White Cube

Photo: Tanja Kanazir / Drugo more (Flickr gallery)

The five-day workshop (6th – 10th July 2018) by Zagreb’s performative collective BADco. will introduce students to problems of presenting in gallery, “white cube” space that does not summarize but disassembles presentation. We’ll work through various exercises of developing performance materials, overlapping story-lines and rhythmic composition of performance to introduce students of acting and contemporary dance to BADco.’s characteristic diagrammatic presentation methodology.

A public presentation of the workshop will take place on Tuesday, 10 July at noon in the Museum of Modern and Contemporary Art (26c Krešimirova Street) in Rijeka. Admission is free.

 
This workshop is the first step in the project of Labor of Panic that BADco. explores in collaboration with younger artists, thematizing or making visible issues of labor without creation in society and in art.

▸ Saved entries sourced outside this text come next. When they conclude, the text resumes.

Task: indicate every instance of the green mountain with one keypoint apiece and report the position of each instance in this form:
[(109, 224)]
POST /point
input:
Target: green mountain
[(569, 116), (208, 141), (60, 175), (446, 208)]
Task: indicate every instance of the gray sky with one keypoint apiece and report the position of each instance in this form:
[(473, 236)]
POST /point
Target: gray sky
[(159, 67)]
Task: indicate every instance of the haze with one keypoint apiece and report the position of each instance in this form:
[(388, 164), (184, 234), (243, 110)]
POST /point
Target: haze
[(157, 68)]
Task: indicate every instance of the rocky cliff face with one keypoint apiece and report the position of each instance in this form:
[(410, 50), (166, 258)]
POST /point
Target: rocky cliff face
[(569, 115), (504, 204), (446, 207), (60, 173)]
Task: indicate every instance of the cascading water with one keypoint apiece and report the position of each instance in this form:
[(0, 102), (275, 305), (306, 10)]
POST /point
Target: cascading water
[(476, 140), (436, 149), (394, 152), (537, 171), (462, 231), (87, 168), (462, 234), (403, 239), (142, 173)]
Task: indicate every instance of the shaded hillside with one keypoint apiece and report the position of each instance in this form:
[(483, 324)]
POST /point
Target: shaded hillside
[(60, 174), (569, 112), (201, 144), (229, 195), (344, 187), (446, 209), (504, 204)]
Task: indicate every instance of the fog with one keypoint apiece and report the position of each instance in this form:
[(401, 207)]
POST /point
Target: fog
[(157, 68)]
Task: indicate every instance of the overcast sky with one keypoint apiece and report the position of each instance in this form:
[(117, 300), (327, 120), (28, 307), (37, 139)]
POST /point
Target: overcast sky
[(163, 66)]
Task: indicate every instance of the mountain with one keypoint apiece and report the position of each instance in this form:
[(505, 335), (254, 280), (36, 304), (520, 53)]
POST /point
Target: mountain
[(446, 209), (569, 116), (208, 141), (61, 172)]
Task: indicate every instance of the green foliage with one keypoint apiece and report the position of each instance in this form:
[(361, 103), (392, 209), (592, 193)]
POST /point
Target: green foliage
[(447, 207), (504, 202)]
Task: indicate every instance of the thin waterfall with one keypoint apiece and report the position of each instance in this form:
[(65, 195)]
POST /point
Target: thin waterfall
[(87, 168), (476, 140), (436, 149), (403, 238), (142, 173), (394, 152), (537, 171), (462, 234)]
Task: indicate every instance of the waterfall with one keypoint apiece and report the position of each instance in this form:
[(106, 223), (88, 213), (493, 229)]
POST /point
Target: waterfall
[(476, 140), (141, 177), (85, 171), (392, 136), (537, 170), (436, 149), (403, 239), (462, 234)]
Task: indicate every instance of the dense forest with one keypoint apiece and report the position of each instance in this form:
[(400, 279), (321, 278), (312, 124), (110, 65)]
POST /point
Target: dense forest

The workshop is led by Goran Sergej Pristaš and Nikolina Pristaš.

 

The workshop is co-organized by BADco. and Drugo more in the framework of Dopolavoro flagship of the Rijeka 2020 – European Capital of Culture project, in collaboration with the Academy of Dramatic Art, University of Zagreb and Academy of Applied Arts, University of Rijeka – Acting and Media Studies.

Cover photo: Marko Ercegović

 

 

The project Labor of panic by BADco. and Drugo more is taking place in the framework of Dopolavoro flagship of the Rijeka 2020 – European Capital of Culture project, and it’s supported by the Ministry of Culture of the Republic of Croatia and Zagreb’s City Office for Culture. The work of BADco. is supported by the Foundation Kultura Nova.

_MG_0658BADco. performing at Zoom Festival 2015, in the space of today’s MMSU Rijeka
Photo: Tanja Kanazir (Flickr gallery)

Labor of panic is a three-year choreographic research and production process by Zagreb’s performance collective BADco. that takes its cue from the work done to prevent emergencies and disasters. This pre-emptive work stands in a paradoxical relation to production – by pre-empting the need for emergency response, it is aimed at producing negation. The title Labor of Panic echoes the title of Paul Virilio’s City of Panic, where Virilio, analyzing the city as a target of terror and as a fulcrum of securitization, draws comparisons between the logic of creation without creation in art and in society at large. While the terrorism produces events as disasters, as ruptures of continuity, the work of securitization produces a double negation, a negation of negation, almost an aesthetic operation on the surface of the city that is made transparent, sanitized and surveilled – the city that constructs panic by policing public space, segregating social groups, fencing off immigrants, redistributing bodies in space. As the work of securitization grows, so grows the generalized insecurity in society – unstable employment, imaginary threats, disaster scenarios… All this transforms the city in the present into an unusual confluence of museal and theatrical dispositives – a spectated and curated theater of operations.

“Our artistic approach to the securitization of the city will be based on various forms of analysis of organization of bodies in space and social choreography. We wish to make these opaque processes and relations visible by playing with their temporal dimensions. A potential emergency becomes a construct that emerges from the work of its prevention. That construction we intend to explore by engaging with emergency scenarios, response protocols and response units – such as firefighters, paramedics and rescue operations. The project unfolds in two tracks – production track and workshop, research and residency track, and includes a number of mostly younger artists – dancers, choreographers, actors, dramaturges and visual artists.”